ボストンマラソンは片道コースのため国際陸連の公認記録とはならないそうですが、記録としては異例の遅い記録だそうです。
下世話な話になりますが、ボストンマラソンはマラソン賞金としては2番目に高い15万ドル(1695万円)です。ちなみに一番高いのはアラブ首長国連邦の「ドバイマラソン」で優勝賞金は20万ドル(2260万円)。東京マラソンも高いですよ。1100万円。
加えて副賞とか、記録に応じてボーナスとか出るんですね。
川内優輝選手はレース後のインタビューで「私にとっては最高のコンディションでした」と答えたそうです。それもそのはず、今年、元日のマーシュフィールド・ニューイヤーマラソンではマイナス17度の中、タイツを着て激走。

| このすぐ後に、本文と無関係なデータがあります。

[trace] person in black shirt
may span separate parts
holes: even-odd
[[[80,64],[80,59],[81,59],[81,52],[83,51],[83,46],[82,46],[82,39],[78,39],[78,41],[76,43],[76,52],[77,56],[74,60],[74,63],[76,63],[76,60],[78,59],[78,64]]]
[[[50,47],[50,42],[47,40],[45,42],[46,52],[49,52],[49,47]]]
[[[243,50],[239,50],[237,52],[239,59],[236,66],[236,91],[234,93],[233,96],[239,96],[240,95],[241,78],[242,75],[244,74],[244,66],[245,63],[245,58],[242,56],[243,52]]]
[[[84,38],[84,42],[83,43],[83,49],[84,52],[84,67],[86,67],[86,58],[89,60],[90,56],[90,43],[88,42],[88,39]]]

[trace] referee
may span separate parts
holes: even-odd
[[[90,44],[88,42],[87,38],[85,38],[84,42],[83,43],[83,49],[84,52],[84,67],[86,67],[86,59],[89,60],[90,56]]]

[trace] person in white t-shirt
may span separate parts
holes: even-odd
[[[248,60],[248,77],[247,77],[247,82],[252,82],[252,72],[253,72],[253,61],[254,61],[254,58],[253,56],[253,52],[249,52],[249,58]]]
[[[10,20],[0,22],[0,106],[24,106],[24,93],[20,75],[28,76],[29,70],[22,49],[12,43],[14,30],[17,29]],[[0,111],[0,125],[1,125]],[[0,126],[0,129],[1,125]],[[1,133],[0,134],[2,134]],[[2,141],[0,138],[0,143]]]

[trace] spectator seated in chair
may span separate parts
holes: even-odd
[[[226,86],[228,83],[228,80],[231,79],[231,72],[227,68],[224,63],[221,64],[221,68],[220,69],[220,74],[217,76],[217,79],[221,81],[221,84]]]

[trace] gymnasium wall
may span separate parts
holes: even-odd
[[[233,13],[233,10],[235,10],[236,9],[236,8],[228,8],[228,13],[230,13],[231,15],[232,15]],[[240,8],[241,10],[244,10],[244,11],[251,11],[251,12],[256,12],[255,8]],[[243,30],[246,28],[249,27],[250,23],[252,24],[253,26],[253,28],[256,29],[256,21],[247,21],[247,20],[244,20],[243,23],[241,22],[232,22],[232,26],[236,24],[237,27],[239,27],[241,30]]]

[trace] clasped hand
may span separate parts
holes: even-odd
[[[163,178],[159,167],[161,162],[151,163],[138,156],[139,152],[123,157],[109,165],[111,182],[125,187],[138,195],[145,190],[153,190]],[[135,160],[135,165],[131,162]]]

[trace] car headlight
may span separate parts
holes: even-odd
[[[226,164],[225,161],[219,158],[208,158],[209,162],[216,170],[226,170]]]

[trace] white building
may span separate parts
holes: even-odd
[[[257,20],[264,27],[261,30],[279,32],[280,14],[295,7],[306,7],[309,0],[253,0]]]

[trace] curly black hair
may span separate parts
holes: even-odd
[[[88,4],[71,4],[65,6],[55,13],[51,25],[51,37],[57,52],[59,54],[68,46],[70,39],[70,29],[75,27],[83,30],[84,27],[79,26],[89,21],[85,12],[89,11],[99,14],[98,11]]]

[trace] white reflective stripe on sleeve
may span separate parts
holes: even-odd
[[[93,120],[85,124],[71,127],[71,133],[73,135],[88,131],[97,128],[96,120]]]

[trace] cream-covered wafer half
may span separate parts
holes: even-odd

このレースは完走したのは川内選手だけだったそうですから、これに比べたら、ボストンマラソンは「最高のコンディション」だったのですね。
現地メディアは劇的な逆転優勝に加えて、異色の選手として、かなり大きく取りあげているようです。
地元紙ボストン・グローブ(電子版)は
「コーチのいないアマチュアで、高校で働いている」と紹介し
ロイター通信は「フルタイムの仕事を持つ市民ランナー」と説明。
AP通信は30を超える大会で優勝経験を持つことや「2017年だけで12のマラソンを走り、5度優勝した。数多くのマラソンを走ることはトレーニングの手法だと話している。
川内選手は「私は瀬古利彦さんが優勝した1987年に生まれたので、そうした意味ですごく運命を感じています。・・・本当に今日、私が勝つと思っていた人は一人もいないと思う。やはりマラソンは何が起こるか分からないスポーツだということを証明できたのかなと思う。今の目標は「百戦錬磨の川内と呼ばれること」と話しています。